Mickaël Robin, champion des États-Unis après une retraite écourtée
Mickaël Robin, champion US après sa retraite

Mickaël Robin, du Var à Los Angeles : une retraite écourtée pour la gloire américaine

À 40 ans, Mickaël Robin pensait avoir définitivement raccroché les gants. L'ancien gardien de but, double champion de France et champion d'Espagne, avait conclu sa carrière professionnelle à l'issue de la saison 2023-2024 avec le Saint-Raphaël Var handball. Désormais kinésithérapeute dans la cité de l'Archange, sa vie semblait prendre un nouveau tournant, loin des parquets et des compétitions de haut niveau.

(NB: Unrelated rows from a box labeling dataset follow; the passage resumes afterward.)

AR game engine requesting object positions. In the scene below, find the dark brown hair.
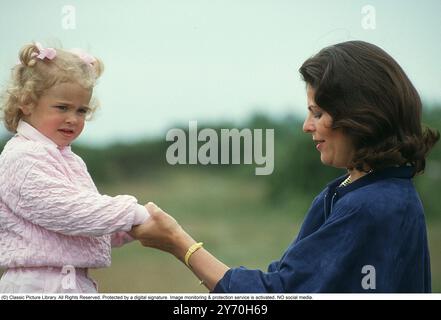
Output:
[299,41,440,173]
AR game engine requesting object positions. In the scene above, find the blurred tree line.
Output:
[0,105,441,219]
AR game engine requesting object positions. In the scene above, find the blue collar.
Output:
[327,166,415,197]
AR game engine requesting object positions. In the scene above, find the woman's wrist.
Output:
[173,229,196,262]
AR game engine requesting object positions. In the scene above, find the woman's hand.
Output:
[129,202,196,261]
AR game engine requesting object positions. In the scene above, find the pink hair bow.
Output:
[32,42,57,60]
[70,49,96,65]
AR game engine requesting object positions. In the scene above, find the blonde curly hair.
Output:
[1,43,104,133]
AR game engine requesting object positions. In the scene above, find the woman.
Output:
[132,41,439,293]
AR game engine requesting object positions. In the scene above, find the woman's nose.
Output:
[303,116,315,133]
[66,113,77,123]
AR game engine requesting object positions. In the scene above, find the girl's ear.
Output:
[19,103,33,116]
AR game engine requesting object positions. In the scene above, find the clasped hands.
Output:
[129,202,195,260]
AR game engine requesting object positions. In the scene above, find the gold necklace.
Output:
[340,169,374,187]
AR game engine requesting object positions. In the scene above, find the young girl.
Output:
[0,43,149,293]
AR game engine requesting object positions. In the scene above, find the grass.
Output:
[0,168,441,293]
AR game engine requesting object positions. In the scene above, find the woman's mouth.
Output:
[314,140,325,151]
[58,129,75,138]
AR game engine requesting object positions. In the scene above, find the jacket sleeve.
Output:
[110,231,135,248]
[213,205,372,293]
[8,155,148,236]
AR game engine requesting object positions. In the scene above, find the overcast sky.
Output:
[0,0,441,144]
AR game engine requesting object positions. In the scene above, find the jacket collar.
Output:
[327,165,415,197]
[17,120,70,151]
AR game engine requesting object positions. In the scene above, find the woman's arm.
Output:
[130,202,229,291]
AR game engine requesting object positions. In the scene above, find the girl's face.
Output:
[303,85,354,168]
[21,83,92,147]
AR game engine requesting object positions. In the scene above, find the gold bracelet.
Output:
[184,242,204,268]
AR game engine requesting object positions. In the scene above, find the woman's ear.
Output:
[19,103,34,116]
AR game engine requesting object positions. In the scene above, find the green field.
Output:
[93,170,441,293]
[0,168,441,293]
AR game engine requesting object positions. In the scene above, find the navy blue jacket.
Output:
[213,166,431,293]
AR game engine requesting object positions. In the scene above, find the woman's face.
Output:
[303,85,354,168]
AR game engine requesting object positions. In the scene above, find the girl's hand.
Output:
[129,202,196,260]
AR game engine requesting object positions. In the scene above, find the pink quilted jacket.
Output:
[0,121,149,268]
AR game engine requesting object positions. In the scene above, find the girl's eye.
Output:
[314,113,322,119]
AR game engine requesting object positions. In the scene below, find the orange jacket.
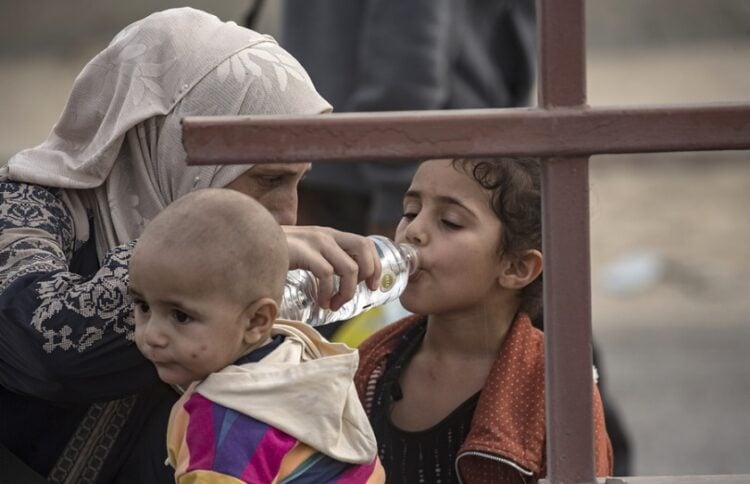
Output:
[354,313,613,484]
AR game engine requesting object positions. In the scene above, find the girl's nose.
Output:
[404,216,429,245]
[143,321,169,348]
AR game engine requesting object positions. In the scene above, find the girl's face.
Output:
[396,160,508,314]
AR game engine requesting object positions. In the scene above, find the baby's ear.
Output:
[242,297,279,346]
[498,249,543,290]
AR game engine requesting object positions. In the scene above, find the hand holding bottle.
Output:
[279,235,418,326]
[282,226,381,310]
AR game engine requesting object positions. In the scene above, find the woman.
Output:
[0,8,379,483]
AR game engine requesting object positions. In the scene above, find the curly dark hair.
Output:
[453,157,543,320]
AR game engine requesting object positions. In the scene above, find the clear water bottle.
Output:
[279,235,417,326]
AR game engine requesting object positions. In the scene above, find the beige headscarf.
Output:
[0,8,331,257]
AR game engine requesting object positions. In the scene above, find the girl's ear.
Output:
[242,297,279,346]
[498,249,543,290]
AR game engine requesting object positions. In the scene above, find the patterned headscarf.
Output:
[0,8,331,257]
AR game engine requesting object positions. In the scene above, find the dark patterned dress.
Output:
[0,182,176,483]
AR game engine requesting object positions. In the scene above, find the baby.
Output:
[129,188,384,483]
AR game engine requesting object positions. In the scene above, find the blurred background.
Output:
[0,0,750,475]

L'appel irrésistible de l'aventure américaine

Pourtant, début mars, une proposition inattendue a bouleversé ses plans. Le Los Angeles handball club lui offrait une pige d'une semaine pour participer à la phase finale du championnat des États-Unis. « L'expérience était limitée dans le temps », explique-t-il. « Ce n'était qu'une semaine pour la phase finale. Je n'allais pas à l'usine en remettant les baskets et la coquille. C'est pour cette raison que j'ai répondu favorablement. »

Contrairement à d'autres retours sur les terrains, Mickaël Robin insiste sur le caractère ponctuel de cette aventure. « Il ne s'agissait pas de m'engager sur un ou deux ans avec un club, déménager… tout ça était hors de question. » Une décision réfléchie qui lui a permis de replonger dans la compétition sans les contraintes d'un engagement à long terme.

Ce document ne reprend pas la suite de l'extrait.